I mean to complete such request MMU has to translate one virtual address to two physical addresses. How does it handle such request?
Should I care about such things if I'm a software programmer and why?
I'm reading a lot of links from google, SO, drepper's cpumemory.pdf and gorman's Linux VMM book at the moment. But it's an ocean of information. It would be great if you at least provide me with some pointers or keywords that I could use.
I'm not overly familiar with the guts of the Intel architecture, but the ARM architecture sums this specific detail up in a single bullet point under "Unaligned data access restrictions":
An operation that performs an unaligned access can abort on any memory access that it makes, and can abort on more than one access. This means that an unaligned access that occurs across a page boundary can generate an abort on either side of the boundary.
So other than the potential to generate two page faults from a single operation, it's just another unaligned access. Of course, that still assumes all the caveats of "just another unaligned access" - namely it's only valid on normal (not device) memory, only for certain load/store instructions, has no guarantee of atomicity and may be slow - the microarchitecture will likely synthesise an unaligned access out of multiple aligned accesses1, which means multiple MMU translations, potentially multiple cache misses if it crosses a line boundary, etc.

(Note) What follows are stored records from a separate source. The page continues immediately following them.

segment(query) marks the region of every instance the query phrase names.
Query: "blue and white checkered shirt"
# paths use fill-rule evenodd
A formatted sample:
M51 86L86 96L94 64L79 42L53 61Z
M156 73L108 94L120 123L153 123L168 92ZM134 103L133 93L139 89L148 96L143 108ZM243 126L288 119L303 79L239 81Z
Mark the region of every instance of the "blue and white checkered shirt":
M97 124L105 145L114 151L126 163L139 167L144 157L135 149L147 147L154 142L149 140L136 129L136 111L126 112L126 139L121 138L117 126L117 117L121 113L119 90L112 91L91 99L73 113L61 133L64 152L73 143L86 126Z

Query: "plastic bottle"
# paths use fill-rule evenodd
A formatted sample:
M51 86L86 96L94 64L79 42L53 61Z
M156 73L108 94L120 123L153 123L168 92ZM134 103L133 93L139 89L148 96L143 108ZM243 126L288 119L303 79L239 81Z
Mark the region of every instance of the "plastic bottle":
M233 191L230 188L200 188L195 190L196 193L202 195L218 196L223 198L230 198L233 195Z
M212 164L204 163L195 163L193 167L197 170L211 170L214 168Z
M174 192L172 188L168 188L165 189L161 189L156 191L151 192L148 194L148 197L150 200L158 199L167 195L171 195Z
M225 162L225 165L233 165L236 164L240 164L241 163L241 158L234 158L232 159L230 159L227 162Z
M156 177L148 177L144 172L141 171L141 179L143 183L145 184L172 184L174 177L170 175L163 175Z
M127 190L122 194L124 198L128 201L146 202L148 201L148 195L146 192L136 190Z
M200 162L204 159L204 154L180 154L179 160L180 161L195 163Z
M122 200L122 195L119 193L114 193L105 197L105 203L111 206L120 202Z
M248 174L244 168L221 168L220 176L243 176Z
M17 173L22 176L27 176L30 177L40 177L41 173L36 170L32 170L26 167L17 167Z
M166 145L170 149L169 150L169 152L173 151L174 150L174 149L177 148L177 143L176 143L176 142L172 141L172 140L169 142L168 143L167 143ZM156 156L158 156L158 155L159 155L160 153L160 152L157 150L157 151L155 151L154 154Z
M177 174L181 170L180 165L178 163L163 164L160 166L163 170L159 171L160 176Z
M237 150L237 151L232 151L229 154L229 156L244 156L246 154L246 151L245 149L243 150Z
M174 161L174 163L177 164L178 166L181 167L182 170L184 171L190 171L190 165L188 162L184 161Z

Looking at it the other way, if an unaligned access doesn't cross a page boundary, all that means is that if the aligned address for the first "sub-access" translates OK, the aligned addresses of any subsequent parts are sure to hit in the TLB. The MMU itself doesn't care - it just translates some addresses that the processor gives it. The kernel doesn't even come into the picture unless the MMU raises a page fault, and even then it's no different from any other page fault.
I've had a quick skim through the Intel manuals and their answer hasn't jumped out at me - however in the "Data Types" chapter they do state:
[...] the processor requires two memory accesses to make an unaligned access; aligned accesses require only one memory access.
so I'd be surprised if wasn't broadly the same (i.e. one translation per aligned access).
Now, this is something most application-level programmers shouldn't have to worry about, provided they behave themselves - outside of assembly language, it's actually quite hard to make unaligned accesses happen. The likely culprits are type-punning pointers and messing with structure packing, both things that 99% of the time one has no reason to go near, and for the other 1% are still almost certainly the wrong thing to do.
[1] The ARM architecture pseudocode actually specifies unaligned accesses as a series of individual byte accesses, but I'd expect implementations actually optimise this into larger aligned accesses where appropriate.
So the architecture doesnt really matter other than x86 has traditionally not directly told you not to where mips and arm traditionally generate a data abort rather than trying to just make it work.
where it doesnt matter is that all processors have a fixed number of pins a fixed size (maximum) data bus a fixed size (max) address bus, "modern processors" tend to have data busses more than 8 bits wide but the units on addresses is still an 8 bit byte, so the opportunity for unaligned exists. Anything larger than one byte in a particular transfer has the opportunity of being unaligned if the architecture allows.
Transfers are typically in some units of bytes and/or bus widths. On an ARM amba/axi bus for example the length field is in units of bus widths, 32 or 64 bits, 4 or 8 bytes. And no it is not going to be in units of 4Kbytes....
(yes this is elementary I assume you understand all of this).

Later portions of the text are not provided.